In response to technological and socio-political change, financial regulation has become increasingly complex. This complexity is characterised by the diversity of markets, products and jurisdictions and the diverging ways stakeholders in the financial system share information about regulatory obligations. The absence of a common approach for comparing different regulatory regimes creates a challenge for both regulators and regulated firms. The Regulatory Genome Project (RGP) has been established as a response to this gap.  

The RGP mission is to develop and support adoption of the Cambridge Regulatory Genome (CRG), an open information structure that enables regulatory obligations to be organised and compared across jurisdictions.

Unlocking barriers to innovation that arise from the absence of a common information structure.

Developing the Cambridge Regulatory Genome

The Cambridge Regulatory Genome (CRG) is an information structure being developed by Cambridge Judge Business School. It is machine-readable and classifies regulatory obligations into jurisdiction-agnostic taxonomies organised by regulatory theme. 

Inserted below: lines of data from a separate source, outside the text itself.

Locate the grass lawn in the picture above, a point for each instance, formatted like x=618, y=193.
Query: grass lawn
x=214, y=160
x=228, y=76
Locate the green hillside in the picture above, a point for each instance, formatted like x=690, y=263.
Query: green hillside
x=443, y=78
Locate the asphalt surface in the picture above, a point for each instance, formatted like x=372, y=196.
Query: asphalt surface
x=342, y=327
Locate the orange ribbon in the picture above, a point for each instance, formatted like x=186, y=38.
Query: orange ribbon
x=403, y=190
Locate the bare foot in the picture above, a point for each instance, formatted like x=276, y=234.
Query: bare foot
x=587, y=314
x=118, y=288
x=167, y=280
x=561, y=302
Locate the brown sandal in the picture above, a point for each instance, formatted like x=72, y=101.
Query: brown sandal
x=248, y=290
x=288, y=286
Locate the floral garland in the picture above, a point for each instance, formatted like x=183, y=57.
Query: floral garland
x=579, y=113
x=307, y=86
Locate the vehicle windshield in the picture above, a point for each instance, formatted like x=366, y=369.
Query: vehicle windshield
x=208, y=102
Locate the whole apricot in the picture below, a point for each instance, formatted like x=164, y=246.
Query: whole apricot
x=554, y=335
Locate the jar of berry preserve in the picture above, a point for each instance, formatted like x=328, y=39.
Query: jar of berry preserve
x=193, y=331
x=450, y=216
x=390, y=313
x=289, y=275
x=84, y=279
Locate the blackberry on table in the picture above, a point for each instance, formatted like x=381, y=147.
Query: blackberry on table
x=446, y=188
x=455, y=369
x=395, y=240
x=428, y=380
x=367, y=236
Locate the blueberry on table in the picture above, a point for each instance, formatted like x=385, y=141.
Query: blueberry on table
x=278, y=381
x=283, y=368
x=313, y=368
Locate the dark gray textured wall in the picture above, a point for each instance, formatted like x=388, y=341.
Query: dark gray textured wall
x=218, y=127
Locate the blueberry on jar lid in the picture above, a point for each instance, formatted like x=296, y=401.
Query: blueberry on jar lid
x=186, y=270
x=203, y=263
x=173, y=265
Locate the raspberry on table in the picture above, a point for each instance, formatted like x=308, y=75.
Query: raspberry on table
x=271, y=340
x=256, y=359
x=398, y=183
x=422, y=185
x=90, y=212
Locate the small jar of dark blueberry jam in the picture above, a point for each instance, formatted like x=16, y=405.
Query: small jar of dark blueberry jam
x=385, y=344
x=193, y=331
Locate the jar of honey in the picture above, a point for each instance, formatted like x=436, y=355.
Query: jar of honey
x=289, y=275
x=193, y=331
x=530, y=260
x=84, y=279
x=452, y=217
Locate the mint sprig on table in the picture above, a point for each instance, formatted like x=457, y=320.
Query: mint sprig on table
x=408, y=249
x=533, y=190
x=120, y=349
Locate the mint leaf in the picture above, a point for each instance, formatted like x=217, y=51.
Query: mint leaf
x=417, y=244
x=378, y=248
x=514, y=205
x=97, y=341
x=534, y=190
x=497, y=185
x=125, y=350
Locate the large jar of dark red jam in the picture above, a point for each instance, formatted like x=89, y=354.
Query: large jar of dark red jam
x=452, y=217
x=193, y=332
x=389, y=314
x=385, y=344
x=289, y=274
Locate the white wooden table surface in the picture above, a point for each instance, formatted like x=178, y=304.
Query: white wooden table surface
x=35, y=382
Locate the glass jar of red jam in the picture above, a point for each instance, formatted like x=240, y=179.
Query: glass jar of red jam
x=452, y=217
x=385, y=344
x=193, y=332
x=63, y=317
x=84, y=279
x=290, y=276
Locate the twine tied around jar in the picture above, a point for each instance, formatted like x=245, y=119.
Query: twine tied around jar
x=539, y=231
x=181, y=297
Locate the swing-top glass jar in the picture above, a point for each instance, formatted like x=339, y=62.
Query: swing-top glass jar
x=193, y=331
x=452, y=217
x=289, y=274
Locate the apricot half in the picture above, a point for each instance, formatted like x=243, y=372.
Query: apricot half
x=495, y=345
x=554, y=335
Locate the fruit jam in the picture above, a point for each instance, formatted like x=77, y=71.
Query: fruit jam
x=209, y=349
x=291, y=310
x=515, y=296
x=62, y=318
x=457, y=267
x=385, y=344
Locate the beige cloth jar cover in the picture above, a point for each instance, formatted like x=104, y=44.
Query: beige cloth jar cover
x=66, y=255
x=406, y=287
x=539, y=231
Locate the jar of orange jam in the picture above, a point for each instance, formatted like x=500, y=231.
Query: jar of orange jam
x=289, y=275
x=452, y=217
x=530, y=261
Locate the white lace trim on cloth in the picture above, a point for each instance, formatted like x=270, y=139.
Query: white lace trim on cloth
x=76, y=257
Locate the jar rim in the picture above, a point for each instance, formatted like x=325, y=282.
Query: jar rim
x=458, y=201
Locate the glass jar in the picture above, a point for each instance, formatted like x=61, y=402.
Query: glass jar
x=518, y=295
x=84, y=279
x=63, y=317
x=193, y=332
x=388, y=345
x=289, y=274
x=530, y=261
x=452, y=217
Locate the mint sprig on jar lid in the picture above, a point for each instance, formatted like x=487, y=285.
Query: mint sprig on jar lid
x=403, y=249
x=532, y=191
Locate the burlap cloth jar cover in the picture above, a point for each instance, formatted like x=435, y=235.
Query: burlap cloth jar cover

The taxonomies in the Cambridge Regulatory Genome are designed to be shallow ‘root taxonomies’ that categorise obligations to a level that supports the regulatory community with baseline comparative analysis. The intention is to ensure these taxonomies remain relevant to a broad range of users. The level of detail and functionality of the taxonomy can be increased by developing extensions to the root. 

As of March 2022, eleven taxonomies have been produced in beta version. The development of the Cambridge Regulatory Genome is expected to continue until at least 2023 and will be made available as an open access resource. 

Supporting adoption of the CRG

The taxonomies in the Cambridge Regulatory Genome will be publicly available. This supports the RGP mission of broad adoption and provides two important benefits: 

  1. The taxonomies are not static. Deployment at scale produces a data network effect that facilitates feedback, enabling the taxonomies to be modified over time. 
  1. Broad adoption of a shared information structure makes it easier to develop interoperable RegTech ecosystems that are better equipped to produce regulatory applications that can serve the needs of regulatory authorities and the firms they regulate. 

The RGP supports adoption through: 

Building an RGP regulator community

Learn more about the RGP Regulator Engagement Programme open to the financial regulator community.

Explore the Regulator Engagement Programme

Building an RGP industry community

Learn more about becoming an RGP sponsor and how your company can participate in the RGP industry community.

Explore industry engagement

How the RGP emerged from the RegSimple project 

The RGP has emerged from over five years of research undertaken in the Cambridge Centre for Alternative Finance (CCAF). In 2018, the CCAF launched the RegSimple Project to develop a software application (called RegSimple) which allows fintech firms to easily compare regulations across jurisdictions. The pilot phase was funded by the Omidyar Network with follow-on grant funding of £1m from the UK Foreign & Commonwealth Development Office (FCDO) to expand RegSimple functionality to support the regulatory policy development needs of regulators in developing economies. 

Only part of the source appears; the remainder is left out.